Big bulk carriers were the cat’s pyjamas; too large, alas, for the crew to make the slightest impression on their maintenance requirements, while pliable regulators permitted deep loading, longer intervals between drydocks and a new and malevolent philosophy of “permissible levels of steel wastage” emerged. That took a lot of ships to the bottom, along with the lives of those who worked aboard them. And that’s before we considered issues of metal fatigue, weaker scantlings (who would pay for a stronger bulk carrier?) and cargo liquefaction.
Car carriers appeared to be a design that could be endlessly extrapolated, their specific vulnerabilities of instability and fire spread, contributed to by too much haste in port, eventually becoming apparent – after they had grown to huge sizes.
Maybe we shouldn’t frighten potential passengers about what cruise ship operators have learned the hard way and to their cost, over the years. As a simple seaman, it always seemed to me that there was something wrong when you couldn’t put the helm hard over without the grand piano carrying away and crushing half a dozen insufficiently nimble passengers. We won’t go into flammable balconies and careless captains getting too close to the shore.

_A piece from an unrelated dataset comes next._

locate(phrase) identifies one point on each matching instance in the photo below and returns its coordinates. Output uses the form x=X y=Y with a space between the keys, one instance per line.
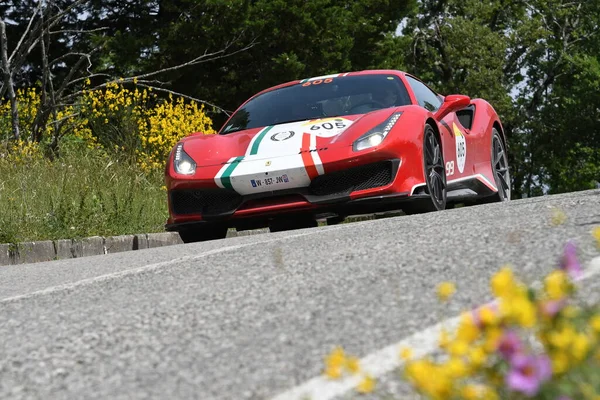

And so to giant containerships, the current conduits of international trade, which have grown like Topsy, both in dimensions and capacity, where boundaries have been pushed in all directions. To somebody aged enough to have written about 1500 teu ships with “too many eggs in one basket”, and who can recall agonised debates about whether a third tier of boxes would be a hazard in the winter North Atlantic, it could be better to exercise caution about the current generation of monsters and their vicissitudes.
I recall a friend who had been in at the very birth of containerisation telling me about the experiments he took part in where they piled loaded boxes on top of one another and tilted stacks to test their lashings and design fastenings. Now, of course they have computer-aided design tools of remarkable sophistication, but you just wonder whether there is anything that really replicates the terrifying forces produced by an instantaneous 40 degree lurch, as the whole length of the ship finds itself unsupported, to stop dead and hurtle the other way, as green seas crash aboard and a hellish wind blows on the ten-high stack.
Maybe it would help a little if designers spent some time at sea. But looking at some of these recent incidents, it is surely not unreasonable to ask whether lashing rules and the equipment they prescribe are really fit for purpose aboard the ships on which they are now installed? Are the ships too long and the stacks too high? Or like so much else in an industry, where development is exponential and prototypes unknown, are the designers pushing their luck, in this case, too far?
Michael Grey is a former editor of Lloyd’s List.